In this intimate and at times hard-to-watch doc, co-directors Michelle Boyaner and Barbara Green follow Gour on what he called his “Goodbye & No Regrets Tour.” The doc begins in San Diego and continues through Arizona, New Mexico, Colorado (for his sister Nichole’s wedding in Denver), Texas (where the RV breaks down in Houston) and Kansas (to see his sister Tammy). While in Kansas, Gour decides to leave Cody with Tammy, and the scene where he says his goodbyes to Tammy and Cody is a first-rate tear jerker.
Then it’s on to Wisconsin (where Gour admits to beginning to feel sick), Michigan (where he’s joined by his Aunt Sue for the drive to Pennsylvania to see his sister Debbie and mother Bonnie. A trip to New York includes some theater and time spent with friends.
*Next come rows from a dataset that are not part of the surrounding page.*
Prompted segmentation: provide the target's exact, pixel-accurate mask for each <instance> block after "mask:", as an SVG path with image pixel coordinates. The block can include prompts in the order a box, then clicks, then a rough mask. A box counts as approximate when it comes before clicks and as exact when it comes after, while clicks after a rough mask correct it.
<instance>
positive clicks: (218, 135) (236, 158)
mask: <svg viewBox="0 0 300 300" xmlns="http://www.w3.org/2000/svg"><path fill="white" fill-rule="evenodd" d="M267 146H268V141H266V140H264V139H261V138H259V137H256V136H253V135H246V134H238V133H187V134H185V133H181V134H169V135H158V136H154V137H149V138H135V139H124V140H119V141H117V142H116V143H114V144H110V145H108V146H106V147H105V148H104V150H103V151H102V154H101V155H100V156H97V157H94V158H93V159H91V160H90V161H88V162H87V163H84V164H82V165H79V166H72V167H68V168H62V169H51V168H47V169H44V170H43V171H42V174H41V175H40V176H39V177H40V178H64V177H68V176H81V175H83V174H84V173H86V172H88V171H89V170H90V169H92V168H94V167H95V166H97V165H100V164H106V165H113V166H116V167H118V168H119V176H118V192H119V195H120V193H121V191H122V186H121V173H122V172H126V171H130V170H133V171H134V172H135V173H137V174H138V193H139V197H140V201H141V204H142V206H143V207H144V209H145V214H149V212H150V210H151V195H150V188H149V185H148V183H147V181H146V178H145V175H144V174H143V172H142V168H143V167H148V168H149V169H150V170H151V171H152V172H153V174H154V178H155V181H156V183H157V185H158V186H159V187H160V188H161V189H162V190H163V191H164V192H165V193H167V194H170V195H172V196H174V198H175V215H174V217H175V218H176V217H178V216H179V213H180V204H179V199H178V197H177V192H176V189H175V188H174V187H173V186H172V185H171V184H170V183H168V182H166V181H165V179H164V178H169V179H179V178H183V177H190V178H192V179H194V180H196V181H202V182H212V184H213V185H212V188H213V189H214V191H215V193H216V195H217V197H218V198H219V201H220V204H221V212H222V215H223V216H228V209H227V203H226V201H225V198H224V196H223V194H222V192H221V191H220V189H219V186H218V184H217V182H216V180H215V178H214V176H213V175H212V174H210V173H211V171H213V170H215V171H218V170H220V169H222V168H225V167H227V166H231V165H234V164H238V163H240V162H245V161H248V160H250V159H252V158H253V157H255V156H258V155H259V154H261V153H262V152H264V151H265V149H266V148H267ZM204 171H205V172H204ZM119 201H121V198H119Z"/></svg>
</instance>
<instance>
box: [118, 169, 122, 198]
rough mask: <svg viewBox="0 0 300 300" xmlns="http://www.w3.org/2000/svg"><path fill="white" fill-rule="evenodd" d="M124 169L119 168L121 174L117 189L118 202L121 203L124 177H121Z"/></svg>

Throughout the journey, Gour speaks of his deceased lover Jeffrey and his belief that they will soon be together. He also explains that he is hastening the inevitable. While in New York he is interviewed on NPR about his journey.
Gour’s travels continue to London and Ireland and then back to Pennsylvania and New York, and we begin to see him in decline. By mid-April, he decides to return to California in May and finish what he started, taking his cues from the book “Final Exit.”
The scene in which he tells his mother of his decision is emotionally wrenching. The film concludes in early May 2006, in the last hours of his life. This is powerful and difficult stuff, but well worth seeing.
Although she was aware of her gender identity issues from the age of 4, it wasn’t until 2000, at the age of 28, that filmmaker Gwen Haworth came out to her family and friends and began the transition from Steve to Gwen. For “She’s a Boy I Knew,” Haworth interviewed the six closest people in her life in the hopes that they would share their feeling about her transition and the impact that it had on them. The resulting interview segments are bluntly honest but always presented with love.
Gwen’s ex-wife Malgosia, best friend Roari, sisters Nichole and Kim, and parents Thomas and Colleen all have their say. Their unflinching insights, many of which are expressed in emotional and heartbreaking monologues, are unquestionably as informative for the filmmaker as they are for the viewer.